Re: Monitor repeatedly calling new election

[Date Prev][Date Next][Thread Prev][Thread Next][Date Index][Thread Index]

 



On 02/03/2017 09:16 AM, 许雪寒 wrote:
Hi, everyone.

Recently, when I was doing some stress test, one of the monitors of my ceph cluster was marked down, and all the monitors repeatedly call new election and the I/O can be finished. There were three monitors in my cluster: rg3-ceph36, rg3-ceph40, rg3-ceph45. It was rg3-ceph40 that was always marked down, but it was running.
Here is rg3-ceph40’s monitor log with debug_mon and debug_paxos set to 20/0.

The log provides no clue to the behaviour you're seeing.

Partly because it only shows an election finishing, without showing what's causing them in the first place.

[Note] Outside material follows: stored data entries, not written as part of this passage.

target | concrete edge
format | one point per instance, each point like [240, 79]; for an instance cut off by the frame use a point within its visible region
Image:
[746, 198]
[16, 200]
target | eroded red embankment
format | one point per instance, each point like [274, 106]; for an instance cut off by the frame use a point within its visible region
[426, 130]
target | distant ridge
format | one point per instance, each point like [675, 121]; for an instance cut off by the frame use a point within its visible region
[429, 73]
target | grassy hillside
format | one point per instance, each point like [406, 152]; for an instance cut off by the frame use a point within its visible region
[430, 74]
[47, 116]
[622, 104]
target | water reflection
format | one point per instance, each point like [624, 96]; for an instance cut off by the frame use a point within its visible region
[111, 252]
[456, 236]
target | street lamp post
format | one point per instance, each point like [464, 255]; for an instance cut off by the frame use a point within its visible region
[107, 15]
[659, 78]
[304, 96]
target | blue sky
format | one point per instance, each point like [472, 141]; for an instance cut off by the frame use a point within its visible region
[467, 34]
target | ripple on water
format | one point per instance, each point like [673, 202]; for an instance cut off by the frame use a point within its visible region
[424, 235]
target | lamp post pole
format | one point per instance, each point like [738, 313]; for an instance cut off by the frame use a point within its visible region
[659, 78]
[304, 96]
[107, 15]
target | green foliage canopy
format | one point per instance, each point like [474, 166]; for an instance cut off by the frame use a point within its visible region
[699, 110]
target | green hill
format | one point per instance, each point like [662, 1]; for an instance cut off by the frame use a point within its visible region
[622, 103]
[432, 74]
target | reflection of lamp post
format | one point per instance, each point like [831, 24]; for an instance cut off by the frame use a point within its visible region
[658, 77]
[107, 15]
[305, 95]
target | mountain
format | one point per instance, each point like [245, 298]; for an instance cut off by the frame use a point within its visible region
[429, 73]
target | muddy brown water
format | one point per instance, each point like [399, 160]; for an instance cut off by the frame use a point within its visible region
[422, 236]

To ascertain what may be going wrong we'd need a bit more context.

However, given your description, I could theorize that one of a few things may be happening:

(presuming rg3-ceph40 is the expected leader, mon.0, given the others are referred to as mon.1 and mon.2)

1) rg3-ceph40 is overloaded and may not be handling paxos lease acks in time, thus assuming the other monitors are dead and triggering an election;

2) rg3-ceph40 is overloaded and may not be sending out paxos leases in time, thus the others assume rg3-ceph40 is dead and trigger an election;

3) rg3-ceph40's connection to the other monitors may be faulty and paxos leases are lost in the wire, thus 1) or 2).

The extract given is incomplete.